Assignment 3: Exploratory Data Analysis
In this assignment you will use a set of tools to perform exploratory data analysis on a dataset. The three tasks for which visualization is an important tool are exploration (searching a data set for interesting phenomena), confirmation (validating or refuting a hypothesis about features you believe to be present in the data), and presentation (conveying information to others). Our focus on this assignment will be the first two tasks.
- relationships between pairs of variables (correlations, clusters)
- outliers of various kinds
- trends
The software you'll be using is:
- Spotfire (on lab machines)
- Eureka (on lab machines)
- Parvis Parallel Coordinates (download Java executable)
- Optional: try out some of the other views using ILOG (download Java executable).
(On the lab machines, the programs are under Programs > Research & Analysis > Data Visualization.)
The suggested data set is Florida election data from the CMU Statistical Data Repository. (Note: when downloading these files, be sure to use the correct "save-file" operation for your browser ... IE tends to add extra characters that confused the programs.)
- Background reading (ppt)
- Original Data Set with commentary.
- The 2000 Florida Ballots project(Supplied by Melanie Feinberg.)
- Eureka format
- Spotfire format
- STF format for Parvis
- ILOG format
Optional: Obtain a different dataset of your choice. It must have at least five dimensions (fields) and at least one of the important fields should be nominal data (i.e., have no inherent ordering). The dataset should have at least 100 records.

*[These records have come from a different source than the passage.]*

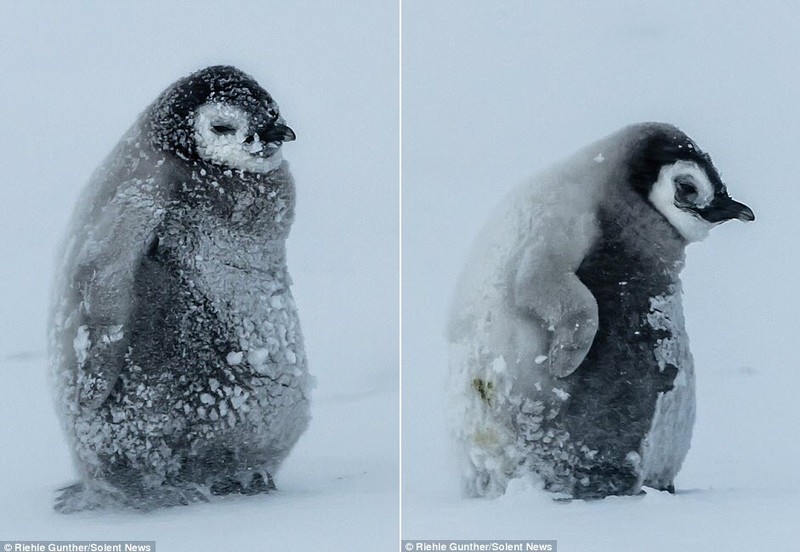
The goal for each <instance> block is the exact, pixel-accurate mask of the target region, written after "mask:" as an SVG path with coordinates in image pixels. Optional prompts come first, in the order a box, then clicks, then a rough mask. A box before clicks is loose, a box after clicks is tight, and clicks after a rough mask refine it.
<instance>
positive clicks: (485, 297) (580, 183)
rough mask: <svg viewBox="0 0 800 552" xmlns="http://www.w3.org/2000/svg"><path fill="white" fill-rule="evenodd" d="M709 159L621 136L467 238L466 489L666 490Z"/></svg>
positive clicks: (663, 126)
mask: <svg viewBox="0 0 800 552" xmlns="http://www.w3.org/2000/svg"><path fill="white" fill-rule="evenodd" d="M733 218H736V219H739V220H742V221H749V220H753V219H754V216H753V212H752V211H751V210H750V209H749V208H748V207H746V206H745V205H742V204H741V203H738V202H736V201H734V200H732V199H731V198H730V197H729V196H728V193H727V191H726V188H725V185H724V184H723V183H722V181H721V179H720V176H719V173H718V172H717V170H716V169H715V168H714V165H713V164H712V163H711V158H710V157H709V156H708V155H707V154H705V153H703V152H702V151H701V150H700V149H699V148H698V147H697V145H696V144H695V143H694V142H693V141H692V140H691V139H690V138H689V137H687V136H686V135H685V134H684V133H683V132H681V131H680V130H678V129H677V128H675V127H673V126H670V125H666V124H657V123H645V124H637V125H632V126H629V127H626V128H624V129H622V130H620V131H618V132H616V133H615V134H612V135H611V136H608V137H606V138H604V139H602V140H600V141H599V142H596V143H594V144H593V145H591V146H589V147H588V148H586V149H584V150H582V151H580V152H578V153H577V154H575V155H574V156H573V157H571V158H569V159H567V160H566V161H564V162H562V163H560V164H558V165H556V166H554V167H553V168H552V169H550V170H548V171H546V172H544V173H542V174H540V175H539V176H538V177H537V178H534V179H533V180H532V181H531V182H529V183H528V184H525V185H524V186H522V187H520V188H519V189H517V190H516V191H515V192H514V193H513V194H512V195H511V197H510V198H508V200H507V201H506V202H505V204H503V205H502V206H501V207H500V209H499V210H498V211H497V212H496V213H495V214H494V216H493V217H492V219H491V220H490V221H489V224H488V225H487V226H486V227H485V229H484V230H483V232H482V234H481V235H480V237H479V239H478V240H477V243H476V244H475V246H474V248H473V251H472V253H471V257H470V259H469V261H468V263H467V265H466V268H465V270H464V272H463V275H462V277H461V280H460V282H459V285H458V289H457V292H456V295H455V300H454V303H453V309H452V313H451V319H450V327H449V339H450V342H451V346H450V353H451V354H450V368H451V370H450V372H451V377H452V385H451V389H453V390H454V391H453V392H454V400H453V406H454V410H453V415H454V418H455V425H456V428H457V430H456V436H457V441H458V443H459V447H460V449H461V454H460V456H461V457H462V459H463V472H462V482H463V488H464V492H465V494H467V495H469V496H492V497H493V496H498V495H501V494H503V493H504V492H505V489H506V485H507V483H508V481H509V480H510V479H512V478H516V477H521V476H523V475H526V474H530V473H535V474H537V475H538V477H539V478H540V479H541V480H542V481H543V483H544V486H545V488H546V489H548V490H551V491H554V492H561V493H565V494H567V495H569V496H572V497H576V498H589V497H603V496H607V495H616V494H635V493H638V492H639V491H640V489H641V486H642V485H647V486H651V487H655V488H657V489H666V490H670V491H672V490H674V486H673V480H674V478H675V475H676V474H677V473H678V470H679V469H680V466H681V463H682V462H683V459H684V457H685V456H686V453H687V451H688V449H689V442H690V439H691V432H692V425H693V423H694V416H695V396H694V368H693V365H692V357H691V354H690V352H689V347H688V338H687V336H686V331H685V329H684V320H683V308H682V305H681V282H680V279H679V274H680V271H681V269H682V268H683V264H684V249H685V247H686V245H687V244H688V243H689V242H692V241H697V240H700V239H702V238H704V237H705V235H706V233H707V232H708V231H709V229H711V228H712V227H714V226H715V225H717V224H719V223H721V222H723V221H725V220H729V219H733Z"/></svg>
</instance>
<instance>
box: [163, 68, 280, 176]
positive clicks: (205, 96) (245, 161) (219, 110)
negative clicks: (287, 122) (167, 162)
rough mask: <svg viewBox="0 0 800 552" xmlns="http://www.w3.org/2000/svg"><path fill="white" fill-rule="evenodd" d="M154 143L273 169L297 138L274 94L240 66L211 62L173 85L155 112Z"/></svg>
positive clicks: (199, 156) (197, 160) (168, 148)
mask: <svg viewBox="0 0 800 552" xmlns="http://www.w3.org/2000/svg"><path fill="white" fill-rule="evenodd" d="M149 124H150V129H149V130H150V139H151V143H152V145H153V146H154V147H155V148H156V149H158V150H162V151H166V152H171V153H173V154H174V155H176V156H177V157H179V158H181V159H183V160H185V161H190V162H195V163H199V164H212V165H218V166H222V167H225V168H227V169H235V170H242V171H247V172H256V173H268V172H270V171H272V170H274V169H275V168H277V167H278V166H279V165H280V163H281V161H282V156H281V151H280V148H281V145H282V144H283V143H284V142H289V141H292V140H294V139H295V134H294V131H292V129H291V128H289V127H288V126H286V122H285V121H284V119H283V117H281V114H280V111H279V110H278V105H277V104H276V103H275V101H274V100H273V99H272V96H270V94H269V93H268V92H267V91H266V90H264V89H263V88H262V87H261V86H259V85H258V83H257V82H256V81H255V80H253V78H252V77H250V76H248V75H246V74H245V73H243V72H241V71H239V70H238V69H236V68H235V67H229V66H222V65H220V66H214V67H207V68H206V69H202V70H200V71H197V72H196V73H193V74H191V75H189V76H188V77H185V78H183V79H181V80H179V81H178V82H176V83H175V84H173V85H172V86H170V87H169V88H168V89H167V90H166V91H165V92H164V93H163V94H162V95H161V96H160V97H159V98H158V99H157V100H156V102H155V104H154V105H153V107H152V110H151V112H150V114H149Z"/></svg>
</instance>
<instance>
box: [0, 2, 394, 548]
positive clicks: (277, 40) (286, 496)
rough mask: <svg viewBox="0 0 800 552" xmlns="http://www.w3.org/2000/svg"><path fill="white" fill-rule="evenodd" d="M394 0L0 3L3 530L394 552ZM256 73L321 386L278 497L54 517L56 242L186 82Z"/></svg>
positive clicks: (297, 288)
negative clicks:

The richer it is the more likely you are to find something interesting, but stay away from datasets that have more than about 30 fields, as they tend to be too complex to evaluate without statistical help.
This assignment is due at class time on March 3rd. You are encouraged to work in pairs for this assignment. To turn this in, I'd prefer it if you can put your results at a url somewhere and email the url to me. (If you must do it in Word, mail me a url; I don't like dealing with attachments.) Please turn in a hardcopy in class as well as emailing an url to me.